The authors speculate that Hispanic families may have been more likely to be interested in vouchers for religious reasons in addition to dissatisfaction with their current schooling options. The parents of black students in the study were less likely than the parents of the Hispanic students to be Catholic, and indicated that they were less satisfied with their other options than the Hispanic parents were.
“The Hispanic students who participated in this study were more likely to go to college in any case,” said Mr. Peterson, a finding that he said may suggest that the black participants were a more disadvantaged group.
“Choice makes a bigger difference when students’ options without additional choices look bleak,” said Jay P. Greene, the chair of the education reform department at the College of Education and Health Professions at the University of Arkansas at Fayetteville.
Christopher Lubienski, an associate professor of education policy, organization and leadership at the University of Illinois at Urbana-Champaign, pointed out that the impact of actually using a voucher was not much greater than the effect of being offered one. The study suggests that being offered a voucher increased the college-enrollment rate by 7.1 percentage points, suggesting that the 8.7 percentage point gain from actually using the voucher to attend private school caused only a 1.6 percentage point increase more than being offered a voucher and not using it, Mr. Lubienski said. “I’m very much in doubt that this is statistically significant,” Mr. Lubienski said.
Mr. Peterson was a co-author of a previous controversial study of the same group of New York City students. It found no significant impacts overall on standardized tests but some growth for black students.
“This nicely lines up with those results,” said Mr. Chingos.
Impact on the Disadvantaged
The authors touted the improvement as evidence of a positive impact on the most disadvantaged students from what Mr. Chingos described as a “modest intervention.”
But it is unclear whether the most disadvantaged students were represented at all, said Mr. Greene. Since the scholarships provided through the fund did not cover full tuition at most schools, which was an average of $1,728 in New York City Catholic schools at the time of the study, parents who could not make up the difference may not have applied.
The New York City program also took place before other alternatives to regular public schools, such as charter schools, were widely available to parents.
“These are highly limited choice programs,” Mr.
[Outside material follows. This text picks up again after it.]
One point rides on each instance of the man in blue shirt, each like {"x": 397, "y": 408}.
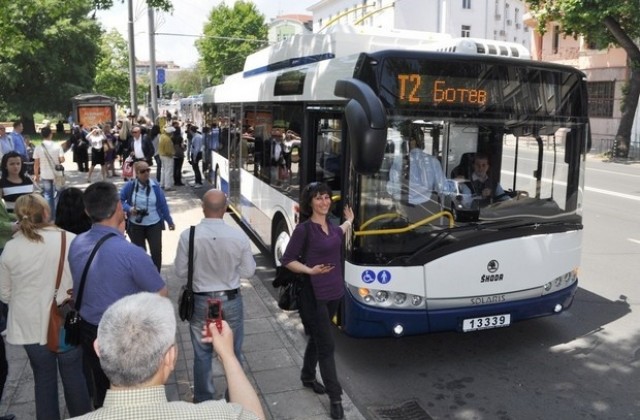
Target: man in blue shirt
{"x": 18, "y": 140}
{"x": 118, "y": 269}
Greene said. “This doesn’t necessarily tell us what a larger, full-scale choice program could do. That uncertainty could go in either direction.”
Voucher programs seem to have a stronger impact on students’ educational attainment than on their performance on standardized tests, said the Fordham Institute’s Mr. Petrilli. “Test scores are proxies,” he said. “What you really care about is how kids do in the real world.”
Mr. Petrilli said that Catholic schools may be more effective at teaching students certain character traits, like grit, that lead to future success.
The research adds to a growing body of work that looks at students’ educational attainment rather than their performance on standardized tests when measuring the effects of vouchers, charter schools, and other forms of school choice.
Mr. Chingos said his research team would likely look at whether the same set of students actually graduated from college a few years later.